The bar-tailed godwit is a sort of poor relation of the better known black-tailed species, smaller and less strikingly coloured, the" tail lacking the bold contrast of solid black and white in two sections, but simply marked with many transverse bands of brown and white, while the body plumage is longitudinally marked with dark stripes.
Although the dimensions of this bird average smaller than those of the last, there is some overlapping, the smallest being barely lighter than small examples of the black-tailed, though the largest do not reach twelve ounces ; these, as in the common species, are hens, this sex averaging bigger in the bar-tailed godwit also.
The bar-tailed godwit, although more familiar at home nowadays than the black-tailed, is little known in India ; it is, however, common along the south coast, where specimens have been got in Kurrachee harbour, one as early as September 29. The bird is only a winter visitant, and the latest was got on March 23. At Kurrachee, according to Hume, these godwits haunt the extensive mud-banks, mixed up with other waders, but flying off in flocks when alarmed. These flocks did not exceed twenty birds, and however many were together when feeding, they did not go off in one big flock, but split up into smaller parties and each took its own line, flying less swiftly than the black-tailed species, though rising quicker.
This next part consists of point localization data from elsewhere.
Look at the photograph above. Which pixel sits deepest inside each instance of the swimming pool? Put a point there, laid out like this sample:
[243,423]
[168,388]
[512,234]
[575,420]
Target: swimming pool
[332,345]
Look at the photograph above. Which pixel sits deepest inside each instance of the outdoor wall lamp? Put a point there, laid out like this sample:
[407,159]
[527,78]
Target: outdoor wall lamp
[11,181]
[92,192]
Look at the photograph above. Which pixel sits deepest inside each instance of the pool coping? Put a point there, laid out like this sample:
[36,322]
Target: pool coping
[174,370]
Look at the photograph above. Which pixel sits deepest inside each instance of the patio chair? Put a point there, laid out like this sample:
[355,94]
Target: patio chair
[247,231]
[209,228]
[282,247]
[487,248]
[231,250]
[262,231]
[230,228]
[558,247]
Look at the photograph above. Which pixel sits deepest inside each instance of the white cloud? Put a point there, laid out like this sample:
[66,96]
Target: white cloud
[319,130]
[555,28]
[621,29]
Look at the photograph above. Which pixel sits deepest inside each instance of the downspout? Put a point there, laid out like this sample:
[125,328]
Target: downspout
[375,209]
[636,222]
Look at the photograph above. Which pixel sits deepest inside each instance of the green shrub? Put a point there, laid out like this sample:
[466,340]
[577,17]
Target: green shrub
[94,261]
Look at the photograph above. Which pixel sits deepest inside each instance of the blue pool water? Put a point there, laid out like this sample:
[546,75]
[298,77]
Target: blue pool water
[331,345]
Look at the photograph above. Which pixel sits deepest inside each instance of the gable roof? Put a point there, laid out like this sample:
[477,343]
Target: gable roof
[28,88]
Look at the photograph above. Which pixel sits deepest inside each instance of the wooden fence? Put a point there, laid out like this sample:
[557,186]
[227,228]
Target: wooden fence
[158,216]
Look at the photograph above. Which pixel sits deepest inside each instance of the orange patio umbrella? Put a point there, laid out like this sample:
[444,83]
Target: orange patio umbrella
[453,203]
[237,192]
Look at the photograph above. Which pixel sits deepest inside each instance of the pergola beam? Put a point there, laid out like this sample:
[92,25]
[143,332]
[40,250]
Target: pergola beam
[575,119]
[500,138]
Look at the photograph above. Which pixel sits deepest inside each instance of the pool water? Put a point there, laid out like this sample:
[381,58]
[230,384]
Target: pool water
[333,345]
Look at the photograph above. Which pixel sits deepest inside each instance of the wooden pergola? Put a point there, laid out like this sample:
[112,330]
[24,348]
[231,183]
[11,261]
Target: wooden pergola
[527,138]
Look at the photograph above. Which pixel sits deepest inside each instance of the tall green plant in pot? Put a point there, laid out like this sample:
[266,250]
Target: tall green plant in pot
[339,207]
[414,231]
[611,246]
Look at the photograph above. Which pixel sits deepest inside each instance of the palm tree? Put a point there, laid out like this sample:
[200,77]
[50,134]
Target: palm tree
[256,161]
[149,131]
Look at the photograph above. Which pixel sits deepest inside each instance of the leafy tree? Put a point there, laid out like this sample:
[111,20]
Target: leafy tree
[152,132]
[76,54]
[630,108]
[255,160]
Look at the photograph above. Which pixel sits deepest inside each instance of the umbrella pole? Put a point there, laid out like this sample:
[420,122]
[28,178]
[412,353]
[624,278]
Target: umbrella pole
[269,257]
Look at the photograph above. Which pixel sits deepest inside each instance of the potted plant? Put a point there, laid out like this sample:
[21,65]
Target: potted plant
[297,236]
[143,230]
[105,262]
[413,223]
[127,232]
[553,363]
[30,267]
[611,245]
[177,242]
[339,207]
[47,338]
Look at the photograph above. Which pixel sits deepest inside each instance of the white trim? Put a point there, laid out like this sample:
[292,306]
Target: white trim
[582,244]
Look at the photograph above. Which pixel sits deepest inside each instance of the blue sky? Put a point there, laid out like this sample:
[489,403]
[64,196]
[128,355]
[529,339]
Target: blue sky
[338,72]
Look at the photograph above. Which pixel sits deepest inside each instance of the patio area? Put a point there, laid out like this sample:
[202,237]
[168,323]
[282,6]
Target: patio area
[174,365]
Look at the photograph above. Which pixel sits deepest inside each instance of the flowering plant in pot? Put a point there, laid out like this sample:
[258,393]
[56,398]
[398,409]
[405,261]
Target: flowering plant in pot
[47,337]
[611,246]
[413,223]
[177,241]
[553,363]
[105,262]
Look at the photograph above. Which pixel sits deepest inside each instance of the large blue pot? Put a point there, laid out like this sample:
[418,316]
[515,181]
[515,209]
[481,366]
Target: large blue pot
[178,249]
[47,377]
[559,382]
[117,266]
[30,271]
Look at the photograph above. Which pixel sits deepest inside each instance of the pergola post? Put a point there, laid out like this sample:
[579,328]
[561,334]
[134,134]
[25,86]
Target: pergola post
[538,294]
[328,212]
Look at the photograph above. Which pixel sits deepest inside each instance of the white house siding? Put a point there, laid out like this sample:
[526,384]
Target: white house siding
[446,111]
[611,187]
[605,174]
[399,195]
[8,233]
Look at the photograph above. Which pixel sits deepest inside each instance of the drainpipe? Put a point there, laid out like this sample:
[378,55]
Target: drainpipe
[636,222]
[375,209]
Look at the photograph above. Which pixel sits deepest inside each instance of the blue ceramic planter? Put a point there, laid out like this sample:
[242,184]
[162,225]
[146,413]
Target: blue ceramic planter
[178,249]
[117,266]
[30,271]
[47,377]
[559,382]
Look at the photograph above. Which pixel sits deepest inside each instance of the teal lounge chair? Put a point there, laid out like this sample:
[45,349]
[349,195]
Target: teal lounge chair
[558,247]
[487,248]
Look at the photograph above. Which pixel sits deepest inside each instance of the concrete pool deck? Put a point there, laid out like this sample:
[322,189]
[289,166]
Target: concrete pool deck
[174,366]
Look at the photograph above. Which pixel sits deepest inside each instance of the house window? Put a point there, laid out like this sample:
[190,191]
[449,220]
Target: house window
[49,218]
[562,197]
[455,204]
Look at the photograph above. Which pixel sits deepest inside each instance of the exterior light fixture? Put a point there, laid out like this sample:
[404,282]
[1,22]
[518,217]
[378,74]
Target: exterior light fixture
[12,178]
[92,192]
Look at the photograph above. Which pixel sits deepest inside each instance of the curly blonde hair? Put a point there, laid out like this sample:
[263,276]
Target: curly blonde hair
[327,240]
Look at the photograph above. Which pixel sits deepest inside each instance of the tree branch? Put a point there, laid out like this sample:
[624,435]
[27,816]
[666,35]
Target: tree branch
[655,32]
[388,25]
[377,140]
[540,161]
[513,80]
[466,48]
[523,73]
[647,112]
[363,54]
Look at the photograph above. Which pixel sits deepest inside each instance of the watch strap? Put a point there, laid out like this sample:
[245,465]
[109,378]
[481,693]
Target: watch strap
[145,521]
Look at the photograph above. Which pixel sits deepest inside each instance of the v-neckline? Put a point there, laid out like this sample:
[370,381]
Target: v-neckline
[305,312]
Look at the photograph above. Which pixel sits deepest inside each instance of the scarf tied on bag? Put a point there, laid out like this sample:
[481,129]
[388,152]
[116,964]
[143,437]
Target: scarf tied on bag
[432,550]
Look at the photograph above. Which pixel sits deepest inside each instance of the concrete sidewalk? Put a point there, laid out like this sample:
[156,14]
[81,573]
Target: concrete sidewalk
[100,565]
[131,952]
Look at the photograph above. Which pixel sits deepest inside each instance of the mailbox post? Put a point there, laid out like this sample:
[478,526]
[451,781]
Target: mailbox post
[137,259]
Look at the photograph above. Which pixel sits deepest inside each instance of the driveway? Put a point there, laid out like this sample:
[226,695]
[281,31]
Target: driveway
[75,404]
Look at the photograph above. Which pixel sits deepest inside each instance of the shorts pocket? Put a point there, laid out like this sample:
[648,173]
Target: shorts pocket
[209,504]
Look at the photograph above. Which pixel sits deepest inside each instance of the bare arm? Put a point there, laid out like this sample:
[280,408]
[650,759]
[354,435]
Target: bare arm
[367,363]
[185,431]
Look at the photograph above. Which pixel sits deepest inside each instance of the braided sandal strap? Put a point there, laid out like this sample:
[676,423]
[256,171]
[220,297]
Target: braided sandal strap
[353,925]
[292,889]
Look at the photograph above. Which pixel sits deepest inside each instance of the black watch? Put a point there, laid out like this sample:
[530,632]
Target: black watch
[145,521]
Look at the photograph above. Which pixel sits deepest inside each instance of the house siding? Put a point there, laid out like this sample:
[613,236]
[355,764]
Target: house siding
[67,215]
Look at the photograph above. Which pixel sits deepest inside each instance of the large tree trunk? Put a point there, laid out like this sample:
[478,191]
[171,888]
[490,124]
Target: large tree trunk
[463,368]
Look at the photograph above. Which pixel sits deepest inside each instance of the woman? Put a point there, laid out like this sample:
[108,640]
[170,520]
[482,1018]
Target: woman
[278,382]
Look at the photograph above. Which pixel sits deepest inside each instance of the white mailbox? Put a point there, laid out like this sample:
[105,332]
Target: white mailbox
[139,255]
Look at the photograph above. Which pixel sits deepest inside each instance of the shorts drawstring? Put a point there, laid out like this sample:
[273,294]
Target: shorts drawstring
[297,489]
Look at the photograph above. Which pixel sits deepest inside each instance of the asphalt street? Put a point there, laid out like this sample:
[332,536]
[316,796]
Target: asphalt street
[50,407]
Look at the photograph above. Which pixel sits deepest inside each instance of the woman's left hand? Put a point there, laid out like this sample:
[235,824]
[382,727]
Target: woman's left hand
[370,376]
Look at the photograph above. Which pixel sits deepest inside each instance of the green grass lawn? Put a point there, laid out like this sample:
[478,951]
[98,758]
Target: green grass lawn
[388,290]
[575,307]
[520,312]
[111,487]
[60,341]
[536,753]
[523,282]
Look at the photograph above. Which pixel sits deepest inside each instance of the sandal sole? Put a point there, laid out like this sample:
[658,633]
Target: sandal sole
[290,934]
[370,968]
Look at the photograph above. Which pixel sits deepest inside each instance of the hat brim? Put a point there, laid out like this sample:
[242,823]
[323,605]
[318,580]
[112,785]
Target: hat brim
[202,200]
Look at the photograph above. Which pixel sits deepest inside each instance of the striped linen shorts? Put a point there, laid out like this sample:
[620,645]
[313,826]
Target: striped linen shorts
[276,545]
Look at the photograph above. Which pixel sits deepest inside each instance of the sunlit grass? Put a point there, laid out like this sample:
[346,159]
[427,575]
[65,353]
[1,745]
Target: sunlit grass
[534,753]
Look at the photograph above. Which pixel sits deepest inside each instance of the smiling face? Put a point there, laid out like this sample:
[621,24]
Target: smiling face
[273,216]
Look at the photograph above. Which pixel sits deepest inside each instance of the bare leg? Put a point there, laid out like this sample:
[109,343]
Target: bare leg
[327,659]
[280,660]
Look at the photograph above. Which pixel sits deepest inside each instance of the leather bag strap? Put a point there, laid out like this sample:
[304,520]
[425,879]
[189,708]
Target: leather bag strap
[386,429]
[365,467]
They were so wary that he only got six specimens, though as many as a hundred birds might be seen on one bank at a time, and they were even more silent than the other kind, very occasionally uttering their low pipe; their food had consisted of small sea animals, and they themselves had the peculiar flavour which Hume calls " froggy," reminding him of eels from muddy water; this is curious, as even when near the sea the black-tailed godwit retains its excellent flavour. Like that bird, the bar-tailed godwit puts on a chestnut plumage in the breeding-season, though retaining its characteristic differences, and it also breeds all along the Northern Hemisphere. In winter a race of it even reaches New Zealand and is a favourite object of sport with gunners under its Maori name of Kuaka, or the very misleading English one of "curlew."